Under Parliament’s draft proposal, the only other countries with more than 100 eligible companies would be France, Spain, Italy, the Netherlands, Sweden and Denmark.
“Companies with 500-1,000 employees make up a significant portion of the EU economy and are often part of the value chains of larger firms,” said Accountancy Europe.
“Limiting the CSRD scope to companies with more than 1,000 employees, let alone 3,000, would drastically reduce the availability of information on companies’ sustainability performance and financial risks stemming from sustainability developments.”
It argued that the current simplification of the European Sustainability Reporting Standards should be sufficient to reduce the reporting burden on companies in line with the Commission’s stated objective, without slashing the scope of the directive.
On auditors, the Council supports the Commission’s plan to remove the requirement for sustainability statements to have reasonable assurance from 2028, and it wants to introduce certain transition reliefs for auditors assuring non-EU companies.

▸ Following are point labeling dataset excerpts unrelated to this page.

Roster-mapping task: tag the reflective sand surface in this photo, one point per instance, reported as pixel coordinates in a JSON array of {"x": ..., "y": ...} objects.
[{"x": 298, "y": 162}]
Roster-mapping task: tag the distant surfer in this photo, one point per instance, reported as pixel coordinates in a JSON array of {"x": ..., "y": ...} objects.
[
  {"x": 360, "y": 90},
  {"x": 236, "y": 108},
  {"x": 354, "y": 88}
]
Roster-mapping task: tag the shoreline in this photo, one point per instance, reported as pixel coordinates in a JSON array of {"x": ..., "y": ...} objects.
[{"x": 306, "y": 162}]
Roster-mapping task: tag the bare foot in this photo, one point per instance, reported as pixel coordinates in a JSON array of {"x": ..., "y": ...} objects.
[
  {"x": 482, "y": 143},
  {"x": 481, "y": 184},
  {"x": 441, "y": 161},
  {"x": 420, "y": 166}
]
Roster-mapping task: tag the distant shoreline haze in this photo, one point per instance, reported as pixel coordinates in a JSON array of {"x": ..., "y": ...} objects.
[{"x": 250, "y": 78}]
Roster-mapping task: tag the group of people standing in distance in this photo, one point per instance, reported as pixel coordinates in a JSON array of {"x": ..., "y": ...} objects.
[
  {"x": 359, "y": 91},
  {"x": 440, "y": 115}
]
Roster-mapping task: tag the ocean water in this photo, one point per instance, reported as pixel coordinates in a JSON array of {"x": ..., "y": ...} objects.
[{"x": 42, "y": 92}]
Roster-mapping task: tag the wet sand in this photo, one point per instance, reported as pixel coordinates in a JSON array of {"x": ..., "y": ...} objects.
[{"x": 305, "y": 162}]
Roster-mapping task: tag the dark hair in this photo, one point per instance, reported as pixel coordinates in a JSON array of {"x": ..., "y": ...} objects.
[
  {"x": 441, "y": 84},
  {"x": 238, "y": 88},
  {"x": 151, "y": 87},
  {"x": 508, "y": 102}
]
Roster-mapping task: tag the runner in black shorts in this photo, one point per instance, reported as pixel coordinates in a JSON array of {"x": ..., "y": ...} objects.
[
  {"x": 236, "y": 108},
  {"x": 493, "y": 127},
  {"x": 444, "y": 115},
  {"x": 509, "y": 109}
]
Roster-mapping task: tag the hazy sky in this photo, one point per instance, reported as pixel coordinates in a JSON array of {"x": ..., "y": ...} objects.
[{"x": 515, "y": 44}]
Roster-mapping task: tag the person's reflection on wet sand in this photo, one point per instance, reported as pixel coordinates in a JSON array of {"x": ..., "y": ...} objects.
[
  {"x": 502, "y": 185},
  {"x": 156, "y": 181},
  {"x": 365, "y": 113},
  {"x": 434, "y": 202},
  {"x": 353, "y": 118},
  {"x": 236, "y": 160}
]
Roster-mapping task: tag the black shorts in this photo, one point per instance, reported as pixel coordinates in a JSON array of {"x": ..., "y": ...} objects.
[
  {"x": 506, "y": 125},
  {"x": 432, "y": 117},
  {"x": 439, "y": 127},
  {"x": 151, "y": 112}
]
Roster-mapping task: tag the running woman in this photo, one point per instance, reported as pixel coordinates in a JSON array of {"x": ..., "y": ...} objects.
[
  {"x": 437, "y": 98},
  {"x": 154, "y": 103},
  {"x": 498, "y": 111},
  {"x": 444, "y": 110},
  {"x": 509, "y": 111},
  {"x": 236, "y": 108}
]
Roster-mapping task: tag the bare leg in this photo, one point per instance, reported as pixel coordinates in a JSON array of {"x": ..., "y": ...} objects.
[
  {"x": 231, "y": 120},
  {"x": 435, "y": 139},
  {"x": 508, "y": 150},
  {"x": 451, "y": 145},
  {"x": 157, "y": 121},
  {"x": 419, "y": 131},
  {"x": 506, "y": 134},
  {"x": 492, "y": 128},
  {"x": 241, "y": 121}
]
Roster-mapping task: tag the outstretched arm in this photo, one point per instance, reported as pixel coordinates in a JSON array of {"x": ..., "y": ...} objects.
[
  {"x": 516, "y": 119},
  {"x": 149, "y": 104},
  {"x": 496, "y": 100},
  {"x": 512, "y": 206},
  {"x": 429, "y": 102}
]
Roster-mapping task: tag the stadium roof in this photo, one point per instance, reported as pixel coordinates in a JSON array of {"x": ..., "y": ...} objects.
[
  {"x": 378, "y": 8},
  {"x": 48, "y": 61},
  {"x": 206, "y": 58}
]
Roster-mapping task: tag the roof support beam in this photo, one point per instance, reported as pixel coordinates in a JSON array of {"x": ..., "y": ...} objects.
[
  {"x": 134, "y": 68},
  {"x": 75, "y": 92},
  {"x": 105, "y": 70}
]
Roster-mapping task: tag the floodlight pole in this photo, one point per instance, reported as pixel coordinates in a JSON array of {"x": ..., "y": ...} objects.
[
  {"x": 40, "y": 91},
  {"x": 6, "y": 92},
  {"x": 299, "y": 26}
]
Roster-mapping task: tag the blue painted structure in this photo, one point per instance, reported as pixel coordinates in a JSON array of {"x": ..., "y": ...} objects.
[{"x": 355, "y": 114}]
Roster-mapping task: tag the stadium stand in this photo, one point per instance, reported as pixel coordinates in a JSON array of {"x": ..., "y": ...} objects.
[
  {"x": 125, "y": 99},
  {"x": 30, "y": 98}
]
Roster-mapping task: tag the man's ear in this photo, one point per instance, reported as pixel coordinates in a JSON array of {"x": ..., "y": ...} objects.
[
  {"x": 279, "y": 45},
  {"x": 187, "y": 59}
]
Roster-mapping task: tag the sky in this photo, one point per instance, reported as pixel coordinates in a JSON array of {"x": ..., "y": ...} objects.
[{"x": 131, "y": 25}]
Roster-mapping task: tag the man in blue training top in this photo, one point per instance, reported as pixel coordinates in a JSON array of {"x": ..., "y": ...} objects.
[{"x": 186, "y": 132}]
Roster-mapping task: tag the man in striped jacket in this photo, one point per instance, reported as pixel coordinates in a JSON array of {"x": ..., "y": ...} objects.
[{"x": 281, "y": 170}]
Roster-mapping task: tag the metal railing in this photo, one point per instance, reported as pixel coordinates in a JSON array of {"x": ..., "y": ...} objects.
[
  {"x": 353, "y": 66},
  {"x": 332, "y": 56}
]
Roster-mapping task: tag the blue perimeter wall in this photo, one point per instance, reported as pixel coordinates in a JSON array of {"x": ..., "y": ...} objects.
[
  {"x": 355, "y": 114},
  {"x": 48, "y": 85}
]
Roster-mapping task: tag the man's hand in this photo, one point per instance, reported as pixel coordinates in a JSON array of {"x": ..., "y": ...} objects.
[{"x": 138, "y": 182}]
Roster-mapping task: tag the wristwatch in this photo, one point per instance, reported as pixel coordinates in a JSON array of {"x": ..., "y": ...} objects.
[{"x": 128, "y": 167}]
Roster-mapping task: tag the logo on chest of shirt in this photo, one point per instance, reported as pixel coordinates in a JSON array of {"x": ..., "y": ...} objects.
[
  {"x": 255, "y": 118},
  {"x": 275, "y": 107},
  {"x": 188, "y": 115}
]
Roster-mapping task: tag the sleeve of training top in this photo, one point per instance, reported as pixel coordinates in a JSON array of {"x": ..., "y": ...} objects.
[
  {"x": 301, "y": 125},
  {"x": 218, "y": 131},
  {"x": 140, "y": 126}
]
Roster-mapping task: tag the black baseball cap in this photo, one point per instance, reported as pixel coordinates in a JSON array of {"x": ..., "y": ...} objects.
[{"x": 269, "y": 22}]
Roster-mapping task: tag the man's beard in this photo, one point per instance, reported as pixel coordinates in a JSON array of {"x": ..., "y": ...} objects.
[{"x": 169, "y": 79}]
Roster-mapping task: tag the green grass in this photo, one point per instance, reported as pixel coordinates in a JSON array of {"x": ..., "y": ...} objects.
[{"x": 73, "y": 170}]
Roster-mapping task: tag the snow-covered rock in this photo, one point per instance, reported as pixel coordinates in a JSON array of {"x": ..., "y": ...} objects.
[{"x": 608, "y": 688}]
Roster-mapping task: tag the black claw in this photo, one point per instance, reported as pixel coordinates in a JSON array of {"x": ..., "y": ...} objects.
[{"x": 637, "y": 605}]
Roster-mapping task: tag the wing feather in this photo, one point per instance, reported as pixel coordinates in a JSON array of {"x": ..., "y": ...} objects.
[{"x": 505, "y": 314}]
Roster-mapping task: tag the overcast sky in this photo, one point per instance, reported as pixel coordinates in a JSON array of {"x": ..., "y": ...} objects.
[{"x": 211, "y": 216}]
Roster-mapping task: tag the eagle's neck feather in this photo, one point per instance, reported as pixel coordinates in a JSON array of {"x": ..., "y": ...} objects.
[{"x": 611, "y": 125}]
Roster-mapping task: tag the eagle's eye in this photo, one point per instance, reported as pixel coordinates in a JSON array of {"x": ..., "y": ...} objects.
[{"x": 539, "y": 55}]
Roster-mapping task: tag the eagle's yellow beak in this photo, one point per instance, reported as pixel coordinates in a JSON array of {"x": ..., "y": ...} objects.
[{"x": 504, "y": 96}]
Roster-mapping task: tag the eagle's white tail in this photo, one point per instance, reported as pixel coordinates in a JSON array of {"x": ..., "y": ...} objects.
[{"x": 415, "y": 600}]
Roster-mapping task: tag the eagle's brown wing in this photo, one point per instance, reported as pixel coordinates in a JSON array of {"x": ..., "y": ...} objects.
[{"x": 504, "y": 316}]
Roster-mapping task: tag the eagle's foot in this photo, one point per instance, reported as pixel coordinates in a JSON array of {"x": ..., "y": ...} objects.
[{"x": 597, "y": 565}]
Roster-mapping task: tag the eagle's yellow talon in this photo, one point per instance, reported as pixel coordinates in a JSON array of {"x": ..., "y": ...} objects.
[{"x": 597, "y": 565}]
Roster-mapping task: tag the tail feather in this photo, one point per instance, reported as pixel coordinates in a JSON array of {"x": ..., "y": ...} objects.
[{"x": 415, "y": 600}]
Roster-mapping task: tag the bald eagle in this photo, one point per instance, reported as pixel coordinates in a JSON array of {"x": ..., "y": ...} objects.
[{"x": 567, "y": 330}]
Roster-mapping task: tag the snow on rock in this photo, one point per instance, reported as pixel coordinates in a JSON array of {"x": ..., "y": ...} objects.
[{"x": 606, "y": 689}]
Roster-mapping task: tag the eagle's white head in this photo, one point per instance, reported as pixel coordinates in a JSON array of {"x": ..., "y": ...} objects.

The final position also argues that companies left in scope of CSRD should have the right to withhold certain information, if it is commercially sensitive or relies on smaller businesses within the value chain providing it.
On which note, Council wants firms with fewer than 1,001 employees to be allowed to refuse to provide detailed information to large customers who need it to comply with CSRD.
CS3D
The Commission wants to retain the existing 1,000-employee/€450m-turnover scope of the Corporate Sustainability Due Diligence Directive (CS3D) – it was already cut drastically during last-minute negotiations last year – but, as expected, the Council and Parliament want it further reduced.
Council wants the thresholds raised from 1,000 to 5,000 employees, and the turnover from €450m to €1.5bn. Parliament’s draft report suggests keeping the €450m turnover level, but increasing to 3,000 employees.
Council backs the plan to delay to the deadline for transposing CS3D to July 2028.